Their annual production, of which about 50% is exported, is just 70,000 litres of Malbec, Cabernet Sauvignon, Sauvignon Blanc and two types of sparkling wine – they make the base wine but the second fermentation is carried out by another company. The sparkling is exclusive to the winery and restaurant; only 1200 bottles of Extra Brut and Brut Rosé are produced. Interestingly, they also craft bright, fruity Malbec and Cabernet Sauvignon varietals which have seen no oak at all, so the freshness and purity of the fruit can really shine through. These are bottled and sold young and full of ripe, crunchy fruit. In keeping with the blue theme, the young varietals are closed with blue synthetic corks, whereas the top reserve wines are closed with natural cork.

Michaele’s grandfather was also a poet, and the labels on these varietals feature a poem, a love letter, written by him to his wife whom he’d left behind in Argentina while on a trip to Spain in 1957. 

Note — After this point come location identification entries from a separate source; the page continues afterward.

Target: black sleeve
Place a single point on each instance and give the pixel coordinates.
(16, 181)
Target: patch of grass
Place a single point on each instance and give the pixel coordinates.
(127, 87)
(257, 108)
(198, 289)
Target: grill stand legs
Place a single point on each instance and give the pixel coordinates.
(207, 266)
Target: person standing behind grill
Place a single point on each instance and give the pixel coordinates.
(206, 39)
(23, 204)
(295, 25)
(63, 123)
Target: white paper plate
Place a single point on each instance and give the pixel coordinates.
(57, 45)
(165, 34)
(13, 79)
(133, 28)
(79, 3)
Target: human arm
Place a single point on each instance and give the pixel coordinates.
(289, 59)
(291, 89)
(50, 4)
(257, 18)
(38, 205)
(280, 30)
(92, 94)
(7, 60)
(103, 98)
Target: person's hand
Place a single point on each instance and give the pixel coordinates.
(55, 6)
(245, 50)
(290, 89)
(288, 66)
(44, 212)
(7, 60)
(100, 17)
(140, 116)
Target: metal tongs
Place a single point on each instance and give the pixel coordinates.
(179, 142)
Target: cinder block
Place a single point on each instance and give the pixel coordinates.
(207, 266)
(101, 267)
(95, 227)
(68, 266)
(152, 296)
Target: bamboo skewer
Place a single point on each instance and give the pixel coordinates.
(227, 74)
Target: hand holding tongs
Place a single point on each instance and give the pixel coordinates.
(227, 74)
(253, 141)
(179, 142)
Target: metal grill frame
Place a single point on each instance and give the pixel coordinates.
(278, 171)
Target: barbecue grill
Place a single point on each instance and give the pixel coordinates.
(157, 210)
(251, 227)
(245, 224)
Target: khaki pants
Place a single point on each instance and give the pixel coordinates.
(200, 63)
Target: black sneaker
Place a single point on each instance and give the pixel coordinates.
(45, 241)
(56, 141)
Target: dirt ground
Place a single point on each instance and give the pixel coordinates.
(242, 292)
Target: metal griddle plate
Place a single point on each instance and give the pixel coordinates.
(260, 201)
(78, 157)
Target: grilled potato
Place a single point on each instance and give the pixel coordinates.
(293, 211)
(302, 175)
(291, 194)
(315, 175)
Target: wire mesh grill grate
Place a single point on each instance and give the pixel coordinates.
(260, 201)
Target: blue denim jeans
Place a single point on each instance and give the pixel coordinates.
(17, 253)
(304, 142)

The area here is very special, as there are no pre-Andes, just flat land and then, immediately, the mountains. Michaele pointed out the pool, which all properties around here have, a kind of reservoir for the water received when you have the right of water from the system. You are not entitled to water every day, especially in summer. The winery, born in 2003, stares at swathes of vines, some more than 50 years old and some new plantings, with the snow-capped Andes in the background. This land, 1200m above sea level is called Agua Amarga in Tupungato. 

La Azul

Down a track to the rear of the winery is the idyllic hotel, Finca La Azul, run by Shirley, the creator of the winery. She has a degree in sustainable agriculture, so everything at the hotel is eco and recyclable, and, as Shirley points out, it was all built with Argentine money.

Shirley said she explained to her sons that the land doesn’t belong to anyone; it’s for the next generations. ‘We are blessed with the land and climate; I don’t get involved with politics.’